近鉄で吉野までは何度か行ったことがありました。3回か4回くらいです。北の方からやっと吉野川河畔に出た電車は、吉野川の右岸をずっと遡っていきます。大和上市という駅を出たら、鉄橋を渡って、吉野川左岸に行きます。まるで覚悟を決めた電車が、猛然と対岸に飛び込むような感じです。
橋を渡ったら、吉野神宮、次の駅が吉野、ですから、対岸に駅は2つだけです。それくらい平地がない、と言えばいいんでしょうか。そもそも、どうしてこんなところに電車を通したのか、それがわからなくなります。
もちろん、終点の吉野で下りて、ロープウェーに乗り、たどり着いたら、桜の名所で、全山を桜が覆っているのだと思われます。でも、それもたったの一週間程度です。そのためにわざわざ電車を通したのか、もっと別の意味があったのか。
おかげさまで、ここからもっと奥の大台ケ原山をめざしたり、山深く入り込んでいくつかの温泉に浸かりに行く、ということも考えられます。でも、あまり有効性がないような気がする。
私鉄の中でも、それなりに苦労するローカル線のような気がします。でも、ちゃんと特急は走っているし、観光列車も用意されています。それなのに単線です。ホームが一つしかない駅もいくつかありました。

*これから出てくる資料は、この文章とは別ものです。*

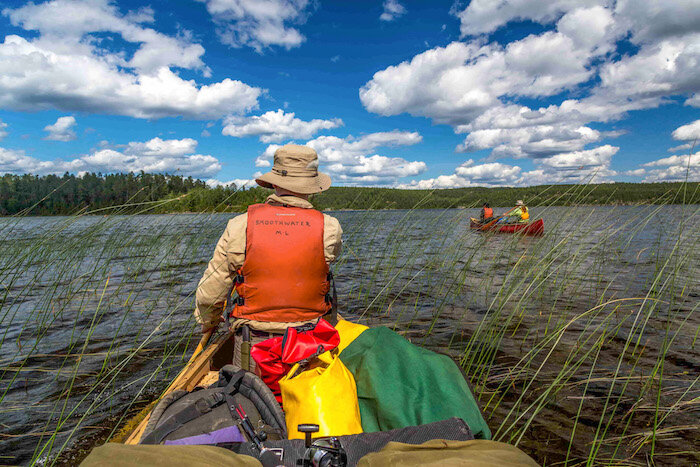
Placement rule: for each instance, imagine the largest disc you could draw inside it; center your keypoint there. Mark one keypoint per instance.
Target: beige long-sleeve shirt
(229, 255)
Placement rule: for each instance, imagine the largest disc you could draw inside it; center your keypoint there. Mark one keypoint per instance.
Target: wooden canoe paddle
(202, 343)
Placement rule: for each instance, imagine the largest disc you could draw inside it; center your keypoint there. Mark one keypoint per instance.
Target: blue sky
(390, 93)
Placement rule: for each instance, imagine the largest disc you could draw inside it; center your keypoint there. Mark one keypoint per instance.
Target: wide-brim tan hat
(296, 169)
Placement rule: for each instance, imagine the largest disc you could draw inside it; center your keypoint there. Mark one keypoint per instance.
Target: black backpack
(184, 417)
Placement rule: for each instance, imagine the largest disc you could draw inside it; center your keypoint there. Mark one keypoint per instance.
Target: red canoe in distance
(534, 228)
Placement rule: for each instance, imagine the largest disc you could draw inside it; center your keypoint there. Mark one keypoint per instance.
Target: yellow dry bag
(324, 394)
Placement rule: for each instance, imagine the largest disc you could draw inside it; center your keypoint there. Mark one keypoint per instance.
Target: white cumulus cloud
(392, 10)
(66, 65)
(353, 161)
(275, 126)
(259, 23)
(689, 132)
(155, 155)
(575, 63)
(62, 130)
(673, 169)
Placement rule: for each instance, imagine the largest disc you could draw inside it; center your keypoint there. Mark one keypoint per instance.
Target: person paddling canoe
(519, 214)
(486, 213)
(275, 258)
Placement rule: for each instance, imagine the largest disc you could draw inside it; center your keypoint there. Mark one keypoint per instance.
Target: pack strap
(200, 407)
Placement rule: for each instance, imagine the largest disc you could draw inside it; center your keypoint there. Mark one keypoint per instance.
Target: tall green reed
(580, 346)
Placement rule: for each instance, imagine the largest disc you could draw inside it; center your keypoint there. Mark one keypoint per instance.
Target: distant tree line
(157, 193)
(123, 193)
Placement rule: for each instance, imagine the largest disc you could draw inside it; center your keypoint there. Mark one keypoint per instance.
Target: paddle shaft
(202, 343)
(486, 226)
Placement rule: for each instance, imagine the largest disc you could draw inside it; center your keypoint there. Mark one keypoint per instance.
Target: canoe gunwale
(534, 228)
(189, 377)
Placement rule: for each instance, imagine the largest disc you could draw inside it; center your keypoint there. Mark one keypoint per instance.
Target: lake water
(96, 315)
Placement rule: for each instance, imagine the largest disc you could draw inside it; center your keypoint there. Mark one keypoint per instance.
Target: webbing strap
(334, 302)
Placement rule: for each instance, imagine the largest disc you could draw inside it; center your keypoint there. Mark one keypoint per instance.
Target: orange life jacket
(285, 275)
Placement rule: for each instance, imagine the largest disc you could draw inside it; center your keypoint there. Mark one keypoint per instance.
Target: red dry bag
(276, 356)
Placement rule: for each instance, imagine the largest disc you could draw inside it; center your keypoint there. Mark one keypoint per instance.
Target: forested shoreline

吉野川が流れているところは、少し開けたところです。製材所があちらこちらに見えるし、電波塔も立っている。和歌山につながる国道にはトラックも、乗用車も走っている。でも、吉野川は右岸(北側)があちらこちらにつながっていて、左岸(南側)は、深い山奥へとつながるだけです。
昨日、駅前の鳥居にはご案内しました。鳥居は、お参りに来たのなら、ここをくぐりなさい。その道が指し示すところをトコトコとたどりなさい、ということを教えてくれます。
でも、一の鳥居というのは、お参りさせてほしいところが見えないことが多いです。
私の今までの感覚でいえば、駅を出たら、すぐに歩いて行けそうなところにお社はあるという気がしていました。
なにしろ、明治政府が崇め奉り、持ち上げ、天皇様につながる人々に位を授けたり、あれやこれやとお話ができ上っていくその根本の天皇様をお祀りしたところです。誰もが訪れることのできる、有り難いお社でなくてはなりません。
一の鳥居には、矢印があって、ここから0.9kmとありました。まあ、20分くらい歩けばいいんでしょうか。
道は、山を旋回しながら上っていくようでした。平地に作られたお社ではないようです。
そりゃ、どいつもこいつも簡単にお参りできるようであれば、何だか天皇様も、そこまでカジュアルにしてほしくないよ、と思われたのか、それとも適当な平地がなかったのか、山の上にあるようです。
タクシーも上がっていったから、たぶん、観光客もいるようです。でも、私が駅を降りた時にはたったの4人しかいなかったんですよ。その中のオジサンみたいな人がタクシーで向かったのかなあ。
気づくと、一緒に降りたはずの中年の女性もひとりで黙々と登っています。もう根競べです。行けるところまで行く。たったの0.9kmの坂道であれば、30分くらいしたら、たどり着けるはずでした。自分が数十メートル先行しているから、少しでも差をひらいてゴールインしたいじゃないですか。
誰も住んでいないような鉄筋の住宅の廃墟みたいなのが二棟ありました。廃墟に見えたけれど、ひょっとして住んでいる人もするかもしれない、そんなところもありました。駐車場がないみたいだから、こんな斜面の上の鉄筋住宅って、不自然な気はします。
いくつかの民家、製材関係の仕事場、杉の林、あれ、これはさっきの杉とは違う、ヒノキの林もある。どこまでも坂道は続きます。そして、道ばたに路上駐車したクルマ、乗ってきた人は? と見上げると、斜面の上にお墓が何段にもなって連なっていました。これはお墓の方が先にあったもので、そこに後から道路ができ、それではとお参りするのにクルマでひとり行ってみよう、ということなのか、坂道の狭いところでお墓のまわりを掃除しています。奥の方にも誰かいるようでしたが、それくらいにお墓として地域の人たちから思われてきた山の土地のようです。その上の方に後醍醐天皇さまが神様として君臨しておられる、というのは自然です。
平地はないのだから、人々のお墓の上の方を切り開けば、そこに鎮座していただけたら、それでいいわけでした。
道の脇に二番目の鳥居を見つけました。ここから参拝者は入っていくべきです。タクシーもここに止めるんだろうか。そういえば、歩いて参拝するだけなのでしょうか。クルマは他にないのか? こんなにだれもいないところ?
とりあえず、来ました。山のてっぺんではないようです。少し行けば頂点にたどり着くのかな。